Tanjung Verde sendiri menorehkan tinta emas sebagai negara terkecil kedua yang pernah menembus putaran final Piala Dunia. Setelah secara mengejutkan lolos dari fase grup, mereka sempat merepotkan sang juara bertahan, Argentina, sebelum akhirnya menyudahi dongeng indah mereka lewat kekalahan tipis 3-2 di babak perpanjangan waktu 32 besar.
Terinspirasi dari Laga Kontra ‘La Roja’
Sebelum memberikan perlawanan sengit kepada Argentina, nama Vozinha sudah lebih dulu viral saat ia tampil bak tembok raksasa yang menggagalkan semua peluang juara Eropa, Spanyol. Laga yang berakhir imbang tanpa gol itu menorehkan poin Piala Dunia pertama dalam sejarah sepak bola Tanjung Verde.

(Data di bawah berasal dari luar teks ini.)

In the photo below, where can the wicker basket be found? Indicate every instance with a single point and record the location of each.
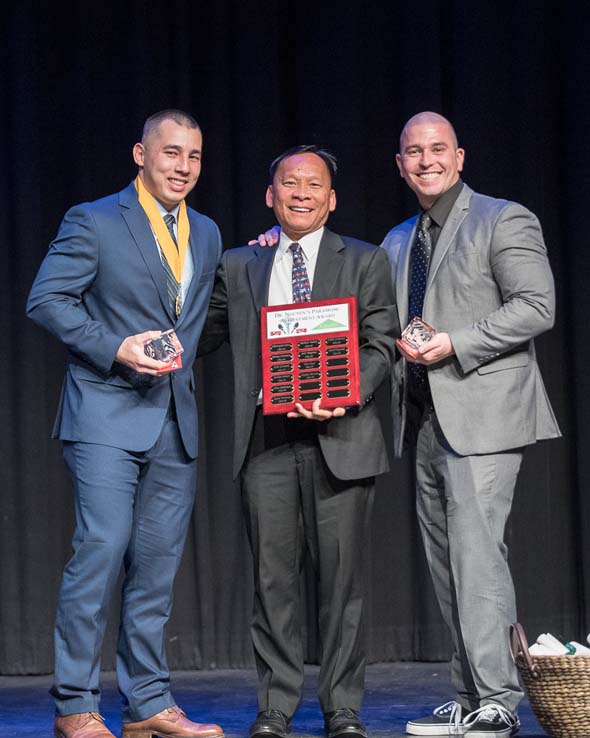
(558, 688)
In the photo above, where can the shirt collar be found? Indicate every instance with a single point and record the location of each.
(164, 212)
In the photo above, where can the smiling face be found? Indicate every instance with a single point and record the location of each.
(429, 159)
(301, 194)
(169, 161)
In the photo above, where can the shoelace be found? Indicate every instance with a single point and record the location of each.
(276, 714)
(489, 713)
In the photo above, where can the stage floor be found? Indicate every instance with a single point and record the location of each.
(395, 692)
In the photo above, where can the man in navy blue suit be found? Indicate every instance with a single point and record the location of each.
(120, 271)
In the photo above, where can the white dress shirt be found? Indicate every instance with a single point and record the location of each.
(280, 290)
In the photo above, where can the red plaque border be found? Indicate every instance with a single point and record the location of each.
(293, 365)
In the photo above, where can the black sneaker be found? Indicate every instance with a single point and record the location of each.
(270, 724)
(445, 720)
(490, 720)
(344, 722)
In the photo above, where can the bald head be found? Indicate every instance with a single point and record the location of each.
(427, 118)
(429, 158)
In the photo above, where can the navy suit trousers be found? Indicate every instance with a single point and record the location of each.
(132, 513)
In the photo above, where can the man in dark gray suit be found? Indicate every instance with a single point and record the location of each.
(120, 271)
(307, 477)
(471, 398)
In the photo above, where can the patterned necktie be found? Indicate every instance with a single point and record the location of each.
(169, 219)
(421, 253)
(173, 287)
(299, 278)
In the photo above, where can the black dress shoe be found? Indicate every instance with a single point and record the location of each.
(270, 724)
(344, 722)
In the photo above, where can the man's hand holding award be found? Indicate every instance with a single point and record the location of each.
(422, 344)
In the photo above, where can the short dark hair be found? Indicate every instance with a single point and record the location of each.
(178, 116)
(325, 155)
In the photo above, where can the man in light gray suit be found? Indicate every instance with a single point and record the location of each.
(121, 270)
(471, 398)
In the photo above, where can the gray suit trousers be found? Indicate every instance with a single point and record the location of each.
(463, 503)
(294, 506)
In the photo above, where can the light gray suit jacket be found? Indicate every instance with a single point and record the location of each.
(353, 446)
(490, 287)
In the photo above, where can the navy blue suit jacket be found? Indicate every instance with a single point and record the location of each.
(101, 281)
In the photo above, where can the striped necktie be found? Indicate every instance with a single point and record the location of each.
(421, 253)
(299, 277)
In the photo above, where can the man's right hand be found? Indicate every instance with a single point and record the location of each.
(268, 238)
(131, 353)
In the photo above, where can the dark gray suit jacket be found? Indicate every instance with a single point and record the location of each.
(353, 445)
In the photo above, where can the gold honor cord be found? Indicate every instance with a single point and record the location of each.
(175, 257)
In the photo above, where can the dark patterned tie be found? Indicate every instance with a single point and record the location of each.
(169, 219)
(172, 286)
(421, 253)
(299, 278)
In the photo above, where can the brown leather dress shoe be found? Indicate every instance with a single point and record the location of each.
(170, 723)
(81, 725)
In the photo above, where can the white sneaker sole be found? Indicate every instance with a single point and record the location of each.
(417, 729)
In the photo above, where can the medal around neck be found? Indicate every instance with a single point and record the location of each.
(309, 352)
(166, 348)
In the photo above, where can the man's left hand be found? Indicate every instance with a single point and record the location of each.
(316, 412)
(438, 348)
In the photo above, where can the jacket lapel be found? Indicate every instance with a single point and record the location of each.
(402, 284)
(196, 254)
(259, 268)
(328, 266)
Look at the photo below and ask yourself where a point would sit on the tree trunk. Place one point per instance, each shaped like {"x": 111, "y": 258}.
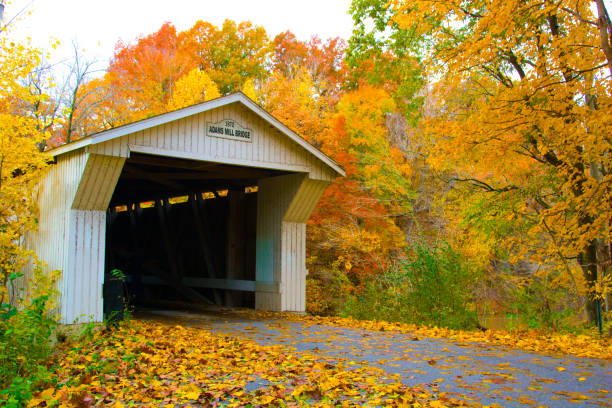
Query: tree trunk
{"x": 588, "y": 262}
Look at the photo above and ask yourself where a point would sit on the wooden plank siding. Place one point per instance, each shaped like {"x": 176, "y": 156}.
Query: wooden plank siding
{"x": 283, "y": 206}
{"x": 75, "y": 194}
{"x": 73, "y": 198}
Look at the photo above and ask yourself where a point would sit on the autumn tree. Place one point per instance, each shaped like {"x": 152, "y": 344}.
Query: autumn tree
{"x": 21, "y": 163}
{"x": 383, "y": 54}
{"x": 356, "y": 220}
{"x": 322, "y": 60}
{"x": 230, "y": 55}
{"x": 524, "y": 122}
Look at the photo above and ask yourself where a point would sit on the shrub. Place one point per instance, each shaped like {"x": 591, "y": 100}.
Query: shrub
{"x": 433, "y": 287}
{"x": 24, "y": 347}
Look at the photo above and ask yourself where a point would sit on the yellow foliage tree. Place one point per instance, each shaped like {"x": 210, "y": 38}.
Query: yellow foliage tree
{"x": 21, "y": 165}
{"x": 194, "y": 87}
{"x": 524, "y": 122}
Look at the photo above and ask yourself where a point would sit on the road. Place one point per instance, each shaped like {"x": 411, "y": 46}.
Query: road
{"x": 479, "y": 373}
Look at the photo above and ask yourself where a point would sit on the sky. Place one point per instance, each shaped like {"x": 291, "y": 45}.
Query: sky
{"x": 98, "y": 25}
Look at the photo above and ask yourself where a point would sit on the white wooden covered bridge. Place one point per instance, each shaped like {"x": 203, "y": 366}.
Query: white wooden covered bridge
{"x": 203, "y": 204}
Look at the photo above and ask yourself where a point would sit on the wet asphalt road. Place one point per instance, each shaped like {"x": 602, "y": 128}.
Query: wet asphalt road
{"x": 473, "y": 372}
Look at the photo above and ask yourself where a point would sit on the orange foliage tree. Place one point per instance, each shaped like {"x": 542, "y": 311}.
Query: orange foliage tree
{"x": 524, "y": 123}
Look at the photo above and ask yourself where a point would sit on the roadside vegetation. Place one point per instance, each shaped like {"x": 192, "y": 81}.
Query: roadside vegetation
{"x": 476, "y": 142}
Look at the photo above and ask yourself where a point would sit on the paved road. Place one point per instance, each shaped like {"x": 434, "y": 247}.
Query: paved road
{"x": 473, "y": 372}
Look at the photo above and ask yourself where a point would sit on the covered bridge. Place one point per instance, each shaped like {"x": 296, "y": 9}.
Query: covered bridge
{"x": 205, "y": 204}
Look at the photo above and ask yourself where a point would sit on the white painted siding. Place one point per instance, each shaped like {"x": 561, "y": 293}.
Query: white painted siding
{"x": 73, "y": 199}
{"x": 284, "y": 204}
{"x": 75, "y": 194}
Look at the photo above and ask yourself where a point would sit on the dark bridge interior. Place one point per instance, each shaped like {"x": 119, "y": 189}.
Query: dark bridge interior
{"x": 182, "y": 231}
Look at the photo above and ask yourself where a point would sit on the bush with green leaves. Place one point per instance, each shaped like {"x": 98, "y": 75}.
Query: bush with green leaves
{"x": 24, "y": 348}
{"x": 432, "y": 287}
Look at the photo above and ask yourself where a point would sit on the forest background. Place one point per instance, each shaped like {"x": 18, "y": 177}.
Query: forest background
{"x": 475, "y": 137}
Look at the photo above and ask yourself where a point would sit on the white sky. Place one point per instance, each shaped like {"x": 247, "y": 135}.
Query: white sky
{"x": 98, "y": 25}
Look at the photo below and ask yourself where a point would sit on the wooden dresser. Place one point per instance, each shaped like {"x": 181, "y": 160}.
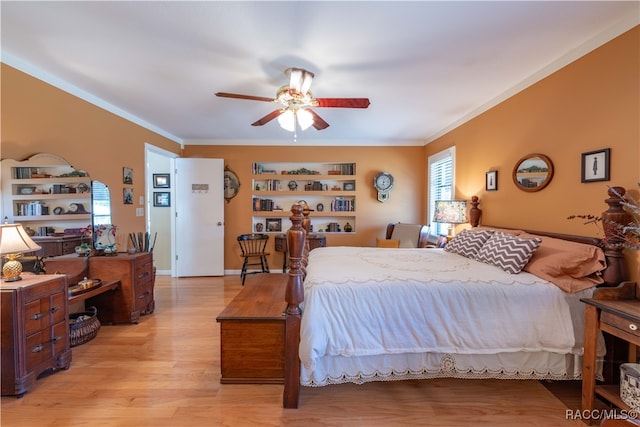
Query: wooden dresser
{"x": 133, "y": 298}
{"x": 35, "y": 330}
{"x": 252, "y": 332}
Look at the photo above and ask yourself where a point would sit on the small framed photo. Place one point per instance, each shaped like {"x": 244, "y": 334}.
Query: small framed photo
{"x": 595, "y": 165}
{"x": 161, "y": 180}
{"x": 161, "y": 199}
{"x": 274, "y": 224}
{"x": 127, "y": 196}
{"x": 127, "y": 175}
{"x": 349, "y": 186}
{"x": 491, "y": 183}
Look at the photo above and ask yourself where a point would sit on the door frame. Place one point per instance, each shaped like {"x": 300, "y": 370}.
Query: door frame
{"x": 171, "y": 156}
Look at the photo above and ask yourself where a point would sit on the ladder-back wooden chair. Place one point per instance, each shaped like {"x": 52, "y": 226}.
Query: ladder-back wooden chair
{"x": 253, "y": 247}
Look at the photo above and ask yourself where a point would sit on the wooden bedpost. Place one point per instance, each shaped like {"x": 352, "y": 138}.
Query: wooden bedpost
{"x": 294, "y": 296}
{"x": 612, "y": 218}
{"x": 475, "y": 212}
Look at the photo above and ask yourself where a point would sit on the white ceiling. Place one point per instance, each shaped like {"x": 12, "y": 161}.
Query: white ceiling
{"x": 426, "y": 66}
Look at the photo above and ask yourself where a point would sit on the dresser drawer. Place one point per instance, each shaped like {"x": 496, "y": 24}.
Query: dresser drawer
{"x": 620, "y": 323}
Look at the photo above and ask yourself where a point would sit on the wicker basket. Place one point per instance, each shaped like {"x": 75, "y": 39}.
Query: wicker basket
{"x": 83, "y": 326}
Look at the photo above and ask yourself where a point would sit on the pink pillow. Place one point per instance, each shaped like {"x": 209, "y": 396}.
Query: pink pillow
{"x": 571, "y": 266}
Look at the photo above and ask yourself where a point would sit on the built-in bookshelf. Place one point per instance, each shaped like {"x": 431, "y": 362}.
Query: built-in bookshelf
{"x": 329, "y": 189}
{"x": 45, "y": 194}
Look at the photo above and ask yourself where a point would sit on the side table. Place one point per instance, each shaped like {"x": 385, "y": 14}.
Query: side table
{"x": 615, "y": 311}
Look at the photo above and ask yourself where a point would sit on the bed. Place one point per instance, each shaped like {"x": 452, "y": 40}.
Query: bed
{"x": 358, "y": 314}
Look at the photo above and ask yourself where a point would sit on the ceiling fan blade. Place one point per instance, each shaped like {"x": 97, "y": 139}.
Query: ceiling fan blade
{"x": 318, "y": 122}
{"x": 266, "y": 119}
{"x": 342, "y": 102}
{"x": 249, "y": 97}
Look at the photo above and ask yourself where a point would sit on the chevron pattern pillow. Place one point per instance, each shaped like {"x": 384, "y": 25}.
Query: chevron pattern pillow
{"x": 468, "y": 242}
{"x": 510, "y": 253}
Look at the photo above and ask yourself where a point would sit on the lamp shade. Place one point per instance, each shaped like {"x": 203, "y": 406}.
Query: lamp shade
{"x": 14, "y": 240}
{"x": 450, "y": 211}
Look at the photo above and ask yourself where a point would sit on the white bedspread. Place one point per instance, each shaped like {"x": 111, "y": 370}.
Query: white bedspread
{"x": 372, "y": 301}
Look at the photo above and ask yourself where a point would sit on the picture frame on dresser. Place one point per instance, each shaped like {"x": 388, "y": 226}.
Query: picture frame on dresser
{"x": 595, "y": 165}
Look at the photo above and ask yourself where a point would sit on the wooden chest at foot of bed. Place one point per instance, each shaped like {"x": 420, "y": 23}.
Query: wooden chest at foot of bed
{"x": 252, "y": 332}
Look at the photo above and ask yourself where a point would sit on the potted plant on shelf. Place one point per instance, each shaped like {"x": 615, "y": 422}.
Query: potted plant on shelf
{"x": 108, "y": 231}
{"x": 84, "y": 249}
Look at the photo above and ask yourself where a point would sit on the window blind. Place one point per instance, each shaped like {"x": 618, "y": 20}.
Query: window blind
{"x": 441, "y": 184}
{"x": 101, "y": 203}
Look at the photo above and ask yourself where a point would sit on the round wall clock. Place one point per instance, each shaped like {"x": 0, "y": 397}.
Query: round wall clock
{"x": 383, "y": 183}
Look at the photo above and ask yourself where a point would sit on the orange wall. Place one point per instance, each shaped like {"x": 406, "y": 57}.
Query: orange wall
{"x": 406, "y": 204}
{"x": 590, "y": 104}
{"x": 39, "y": 118}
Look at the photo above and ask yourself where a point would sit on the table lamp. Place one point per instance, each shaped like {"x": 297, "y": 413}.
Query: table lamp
{"x": 450, "y": 212}
{"x": 14, "y": 242}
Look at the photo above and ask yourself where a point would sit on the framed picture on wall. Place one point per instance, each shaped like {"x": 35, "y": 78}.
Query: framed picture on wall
{"x": 161, "y": 180}
{"x": 127, "y": 175}
{"x": 491, "y": 183}
{"x": 161, "y": 199}
{"x": 127, "y": 196}
{"x": 595, "y": 165}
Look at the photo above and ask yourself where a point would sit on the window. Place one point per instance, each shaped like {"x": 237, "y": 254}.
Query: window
{"x": 441, "y": 185}
{"x": 101, "y": 203}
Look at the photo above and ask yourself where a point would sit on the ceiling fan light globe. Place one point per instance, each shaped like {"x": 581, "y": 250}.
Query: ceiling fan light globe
{"x": 287, "y": 121}
{"x": 305, "y": 119}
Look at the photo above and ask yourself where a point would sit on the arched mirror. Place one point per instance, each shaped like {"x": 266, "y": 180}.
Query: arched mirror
{"x": 533, "y": 172}
{"x": 101, "y": 203}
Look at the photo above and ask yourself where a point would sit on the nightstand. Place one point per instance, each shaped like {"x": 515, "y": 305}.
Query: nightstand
{"x": 615, "y": 311}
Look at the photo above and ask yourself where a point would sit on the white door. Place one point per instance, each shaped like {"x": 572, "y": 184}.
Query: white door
{"x": 199, "y": 227}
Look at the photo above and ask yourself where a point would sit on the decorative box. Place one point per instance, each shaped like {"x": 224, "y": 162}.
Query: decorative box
{"x": 630, "y": 384}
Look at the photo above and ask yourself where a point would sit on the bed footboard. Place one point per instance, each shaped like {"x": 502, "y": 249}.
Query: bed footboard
{"x": 294, "y": 295}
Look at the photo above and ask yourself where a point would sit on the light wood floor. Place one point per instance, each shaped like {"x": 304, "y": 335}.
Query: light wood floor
{"x": 165, "y": 372}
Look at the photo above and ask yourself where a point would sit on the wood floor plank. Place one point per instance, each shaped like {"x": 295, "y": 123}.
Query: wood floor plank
{"x": 165, "y": 371}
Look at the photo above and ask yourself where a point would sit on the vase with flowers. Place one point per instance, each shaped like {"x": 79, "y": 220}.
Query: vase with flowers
{"x": 84, "y": 249}
{"x": 621, "y": 222}
{"x": 621, "y": 226}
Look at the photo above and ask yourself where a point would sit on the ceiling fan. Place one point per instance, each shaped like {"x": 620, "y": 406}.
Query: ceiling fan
{"x": 296, "y": 100}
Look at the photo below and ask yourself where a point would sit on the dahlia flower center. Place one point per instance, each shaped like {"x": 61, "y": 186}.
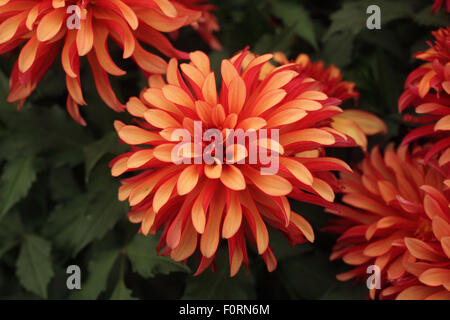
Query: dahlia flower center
{"x": 230, "y": 146}
{"x": 424, "y": 230}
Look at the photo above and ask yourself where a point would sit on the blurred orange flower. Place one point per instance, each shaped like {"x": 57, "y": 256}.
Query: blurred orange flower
{"x": 438, "y": 4}
{"x": 396, "y": 216}
{"x": 427, "y": 90}
{"x": 82, "y": 28}
{"x": 197, "y": 204}
{"x": 355, "y": 123}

Dalam laporan ilmiahnya mengenai penemuan spesies baru ini, Profesor Jesus Ortea menjelaskan bahwa penamaan ini merupakan bentuk apresiasi atas “peran krusial” Vozinha dalam laga bersejarah tersebut. Uniknya, Spanyol memiliki julukan La Roja yang berarti “Si Merah”.
“Warna merah cerah dari spesies siput laut yang kami temukan ini sengaja didedikasikan sebagai pengingat abadi atas prestasi luar biasanya menahan gempuran tim Merah,” tulis Ortea dalam laporannya.
Dampak dari laga itu sendiri langsung mengubah hidup Vozinha secara drastis. Popularitasnya meledak dalam semalam; jumlah pengikutnya di Instagram yang awalnya hanya 50.000 akun langsung meroket tajam menjadi 17,4 juta pengikut—bahkan melampaui angka pengikut legenda NFL, Tom Brady.
Ketika Sains dan Sepak Bola Berpadu
Jesus Ortea, yang kini menyandang gelar Profesor Emeritus di University of Oviedo, sebenarnya sudah tidak asing lagi dengan Tanjung Verde. Ilmuwan berusia 75 tahun ini sempat dianugerahi Medali Jasa oleh pemerintah setempat pada tahun 2023 berkat kontribusi penelitiannya di perairan kepulauan tersebut.
Menariknya, ini bukan kali pertama sang profesor yang dikenal sebagai penggila bola memadukan hasrat sains dan kecintaannya pada dunia si kulit bundar.
Sebelumnya, Ortea juga pernah menamai spesies laut yang ditemukannya di Kosta Rika dengan nama Keylor Navas—mantan kiper legendaris negara tersebut yang pernah membela klub raksasa Real Madrid dan Paris Saint-Germain. Tak hanya itu, sebuah makhluk laut kecil yang memiliki corak warna serupa dengan klub Spanyol, Sporting Gijon, juga pernah ia namai berdasarkan nama mantan striker legendaris klub tersebut, Quini.